/pl-sandbox

A repo for random programming languages experiments

Primary LanguageHaskellBSD 3-Clause "New" or "Revised" LicenseBSD-3-Clause

PL Sandbox

This is a repository for me to play around with programming languages implementation ideas. At the moment it is a work-in-progress compiler for a small functional language.

Language

The input language is (roughly) as follows. Note that '|' and '||' are written with quotes only to distinguish them from the | used to separate rules in the grammar.

<program> ::= <binding> [ ;; <binding> ]+

<binding> ::= <type_binding> | <value_binding>

<type_binding> ::= data $constr = <data_alt> [ '|' <data_alt> ]+

<data_alt> ::= $constr [ <type> ]*

<type> ::= Int | String | Bool
         | <type> -> <type>
         | $constr <type>
         | ( <type> )

<value_binding> ::= $id [ $id ]+ = <expr>

<expr> ::= $id | $constr | <constant>
         | <expr> <binop> <expr> | <unop> <expr>
         | <expr> <expr>
         | if <expr> then <expr> else <expr>
         | case <expr> of [ <alt> ; ]+
         | let $id = <expr> in <expr>
         | \ $id -> <expr>

<alt> ::= <pattern> -> <expr>

<pattern> ::= $constr [ <pattern> ]*
            | $id | <constant>
            | ( <pattern> )

<binop> ::= + | - | * | / | < | <= | == | /= | >= | > | && | '||'

<unop> ::= ! | -

<constant> ::= $int | $string

$constr ~= [A-Z] [A-Za-z0-9_]*

$id ~= [a-z] [A-Za-z0-9_]*

$int ~= [0-9]+

Structure

The compiler follows a fairly standard pipeline with many details being heavily influenced by GHC. The code is laid out in the directory structure as follows:

  • Main.hs defines the top-level executable.
  • Type.hs defines the types used by programs.
  • Core.hs is our intermediate language (following GHC).
  • Cmm.hs is a secondary intermediate language closer to the target language (again, folling GHC).

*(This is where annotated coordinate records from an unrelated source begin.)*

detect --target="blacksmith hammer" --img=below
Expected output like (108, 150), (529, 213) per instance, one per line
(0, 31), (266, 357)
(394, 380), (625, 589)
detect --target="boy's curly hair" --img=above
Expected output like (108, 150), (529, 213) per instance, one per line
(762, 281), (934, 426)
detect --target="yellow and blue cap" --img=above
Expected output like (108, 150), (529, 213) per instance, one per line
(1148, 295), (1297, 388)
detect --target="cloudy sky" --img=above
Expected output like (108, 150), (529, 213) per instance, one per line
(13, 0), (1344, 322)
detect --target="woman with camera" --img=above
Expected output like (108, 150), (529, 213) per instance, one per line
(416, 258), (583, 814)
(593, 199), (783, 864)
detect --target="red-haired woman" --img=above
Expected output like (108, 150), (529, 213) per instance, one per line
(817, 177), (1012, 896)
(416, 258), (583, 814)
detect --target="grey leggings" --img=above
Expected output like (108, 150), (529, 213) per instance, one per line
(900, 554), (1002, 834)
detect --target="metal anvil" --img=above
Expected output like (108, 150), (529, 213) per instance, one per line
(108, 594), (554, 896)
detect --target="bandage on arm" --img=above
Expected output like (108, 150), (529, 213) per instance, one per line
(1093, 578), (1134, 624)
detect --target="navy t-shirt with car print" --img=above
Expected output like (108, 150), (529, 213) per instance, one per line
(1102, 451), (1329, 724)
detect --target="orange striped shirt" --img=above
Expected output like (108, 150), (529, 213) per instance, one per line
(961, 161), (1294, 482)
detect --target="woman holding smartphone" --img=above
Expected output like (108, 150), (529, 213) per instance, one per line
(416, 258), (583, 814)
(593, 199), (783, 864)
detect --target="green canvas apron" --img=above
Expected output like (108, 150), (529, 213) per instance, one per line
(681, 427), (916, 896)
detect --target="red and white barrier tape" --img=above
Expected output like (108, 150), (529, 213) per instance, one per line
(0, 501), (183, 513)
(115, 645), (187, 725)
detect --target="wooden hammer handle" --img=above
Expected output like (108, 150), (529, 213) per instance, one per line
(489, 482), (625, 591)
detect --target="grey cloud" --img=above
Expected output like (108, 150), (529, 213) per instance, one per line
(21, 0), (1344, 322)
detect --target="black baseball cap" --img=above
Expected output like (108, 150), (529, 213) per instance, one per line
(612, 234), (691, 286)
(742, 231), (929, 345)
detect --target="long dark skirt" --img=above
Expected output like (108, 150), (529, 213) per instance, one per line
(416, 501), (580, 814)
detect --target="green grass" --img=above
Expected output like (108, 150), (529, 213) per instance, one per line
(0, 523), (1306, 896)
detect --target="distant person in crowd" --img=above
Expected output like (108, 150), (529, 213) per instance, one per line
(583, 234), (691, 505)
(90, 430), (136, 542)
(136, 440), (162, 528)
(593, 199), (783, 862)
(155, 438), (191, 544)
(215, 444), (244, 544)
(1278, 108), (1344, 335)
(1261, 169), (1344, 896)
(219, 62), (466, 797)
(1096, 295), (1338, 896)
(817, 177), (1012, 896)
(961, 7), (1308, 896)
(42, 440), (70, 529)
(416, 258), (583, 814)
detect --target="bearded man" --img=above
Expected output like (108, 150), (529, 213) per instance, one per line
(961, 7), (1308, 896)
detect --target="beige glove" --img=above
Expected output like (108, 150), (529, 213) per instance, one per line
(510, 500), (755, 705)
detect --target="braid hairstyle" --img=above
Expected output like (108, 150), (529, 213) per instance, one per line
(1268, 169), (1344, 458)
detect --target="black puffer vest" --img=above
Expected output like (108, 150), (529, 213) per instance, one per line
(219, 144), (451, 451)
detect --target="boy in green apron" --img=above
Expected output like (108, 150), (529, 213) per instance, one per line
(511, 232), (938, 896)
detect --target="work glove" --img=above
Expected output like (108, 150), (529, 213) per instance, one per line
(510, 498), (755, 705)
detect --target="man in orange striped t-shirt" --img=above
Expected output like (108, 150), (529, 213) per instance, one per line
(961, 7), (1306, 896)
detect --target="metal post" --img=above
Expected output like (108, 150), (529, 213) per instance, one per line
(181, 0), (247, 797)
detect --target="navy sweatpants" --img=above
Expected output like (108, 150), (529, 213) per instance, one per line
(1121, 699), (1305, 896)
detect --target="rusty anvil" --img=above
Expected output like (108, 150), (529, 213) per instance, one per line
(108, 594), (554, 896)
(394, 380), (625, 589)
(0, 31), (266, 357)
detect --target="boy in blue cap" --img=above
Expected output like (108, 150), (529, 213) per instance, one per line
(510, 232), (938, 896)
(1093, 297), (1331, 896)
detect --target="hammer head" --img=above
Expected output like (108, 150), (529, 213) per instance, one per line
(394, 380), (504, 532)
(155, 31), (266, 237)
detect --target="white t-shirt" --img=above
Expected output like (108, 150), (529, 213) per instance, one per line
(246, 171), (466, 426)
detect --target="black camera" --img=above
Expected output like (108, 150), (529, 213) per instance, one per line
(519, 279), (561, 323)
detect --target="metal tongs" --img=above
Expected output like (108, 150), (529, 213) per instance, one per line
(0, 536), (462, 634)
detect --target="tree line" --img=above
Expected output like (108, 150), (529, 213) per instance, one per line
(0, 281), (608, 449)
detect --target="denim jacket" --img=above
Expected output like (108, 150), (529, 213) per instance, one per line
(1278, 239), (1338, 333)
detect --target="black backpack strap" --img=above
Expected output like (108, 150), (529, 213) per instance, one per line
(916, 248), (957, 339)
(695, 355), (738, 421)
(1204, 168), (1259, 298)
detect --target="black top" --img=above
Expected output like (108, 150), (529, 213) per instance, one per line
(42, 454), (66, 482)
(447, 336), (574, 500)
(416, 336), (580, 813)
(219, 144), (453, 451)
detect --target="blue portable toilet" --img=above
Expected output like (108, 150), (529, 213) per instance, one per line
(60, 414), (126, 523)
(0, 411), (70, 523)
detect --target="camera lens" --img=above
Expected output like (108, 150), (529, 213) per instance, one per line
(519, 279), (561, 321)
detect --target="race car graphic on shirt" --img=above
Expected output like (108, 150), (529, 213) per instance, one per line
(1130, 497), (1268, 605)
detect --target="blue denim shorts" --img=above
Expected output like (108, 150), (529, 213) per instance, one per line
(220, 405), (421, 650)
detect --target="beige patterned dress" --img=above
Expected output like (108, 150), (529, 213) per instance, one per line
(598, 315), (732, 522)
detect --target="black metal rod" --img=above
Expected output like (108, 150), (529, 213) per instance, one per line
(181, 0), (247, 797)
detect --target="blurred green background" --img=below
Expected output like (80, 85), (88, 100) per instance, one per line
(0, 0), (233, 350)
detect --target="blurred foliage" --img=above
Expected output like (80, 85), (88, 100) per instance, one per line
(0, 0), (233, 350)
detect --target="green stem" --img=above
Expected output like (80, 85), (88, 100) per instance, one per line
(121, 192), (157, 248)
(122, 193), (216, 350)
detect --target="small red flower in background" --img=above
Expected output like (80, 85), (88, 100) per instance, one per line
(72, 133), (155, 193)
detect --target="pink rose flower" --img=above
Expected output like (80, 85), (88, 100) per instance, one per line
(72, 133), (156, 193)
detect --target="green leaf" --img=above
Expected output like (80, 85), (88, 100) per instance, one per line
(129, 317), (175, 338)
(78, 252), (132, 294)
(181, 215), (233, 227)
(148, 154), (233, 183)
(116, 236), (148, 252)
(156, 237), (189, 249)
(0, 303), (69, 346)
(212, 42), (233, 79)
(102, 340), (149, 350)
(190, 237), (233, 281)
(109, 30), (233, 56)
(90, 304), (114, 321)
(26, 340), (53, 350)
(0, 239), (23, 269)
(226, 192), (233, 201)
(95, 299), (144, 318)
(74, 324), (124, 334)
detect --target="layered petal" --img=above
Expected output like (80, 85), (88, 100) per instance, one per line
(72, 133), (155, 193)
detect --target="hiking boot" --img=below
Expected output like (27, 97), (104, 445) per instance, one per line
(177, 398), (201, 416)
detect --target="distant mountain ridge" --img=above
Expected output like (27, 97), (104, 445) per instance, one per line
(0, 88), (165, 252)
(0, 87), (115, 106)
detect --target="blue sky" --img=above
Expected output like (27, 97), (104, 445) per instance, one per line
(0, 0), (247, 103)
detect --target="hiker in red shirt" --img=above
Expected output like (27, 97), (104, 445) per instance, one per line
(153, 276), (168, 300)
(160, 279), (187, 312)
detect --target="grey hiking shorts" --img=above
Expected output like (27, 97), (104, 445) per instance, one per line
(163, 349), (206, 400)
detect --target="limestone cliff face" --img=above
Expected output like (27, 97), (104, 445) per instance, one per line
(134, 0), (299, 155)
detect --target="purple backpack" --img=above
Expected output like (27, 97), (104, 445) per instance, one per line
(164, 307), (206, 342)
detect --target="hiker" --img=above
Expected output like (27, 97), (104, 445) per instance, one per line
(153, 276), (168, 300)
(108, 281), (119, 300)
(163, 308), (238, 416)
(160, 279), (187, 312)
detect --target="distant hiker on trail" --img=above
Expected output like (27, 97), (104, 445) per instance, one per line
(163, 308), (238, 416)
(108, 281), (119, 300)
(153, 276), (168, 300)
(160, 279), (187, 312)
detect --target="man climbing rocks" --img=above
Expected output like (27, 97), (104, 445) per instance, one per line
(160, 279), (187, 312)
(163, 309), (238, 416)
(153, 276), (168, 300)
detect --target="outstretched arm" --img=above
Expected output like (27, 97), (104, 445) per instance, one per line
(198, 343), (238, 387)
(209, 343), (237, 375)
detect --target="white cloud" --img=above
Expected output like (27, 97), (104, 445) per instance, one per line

The Cmm language is shared by both the strict and lazy backends.
  • Frontend contains everything up to the generation of core code. Frontend.hs serves as a wrapper for all of this functionality.
    • Source.hs contains AST definitions for the input language.
    • Lexer.x and Parser.y generate a source AST from textual input.
    • Checks.hs runs semantic checks (not including typechecking).
    • Typecheck.hs performs type inference and annotates the source AST with type information.
    • Desugar.hs converts the typed source code to core code.
  • StrictBackend holds code needed for generating a strictly-evaluating version of the input code.
  • LazyBackend generates a lazy version of the input code.
  • TargetGen converts Cmm code to whatever output format is being targeted.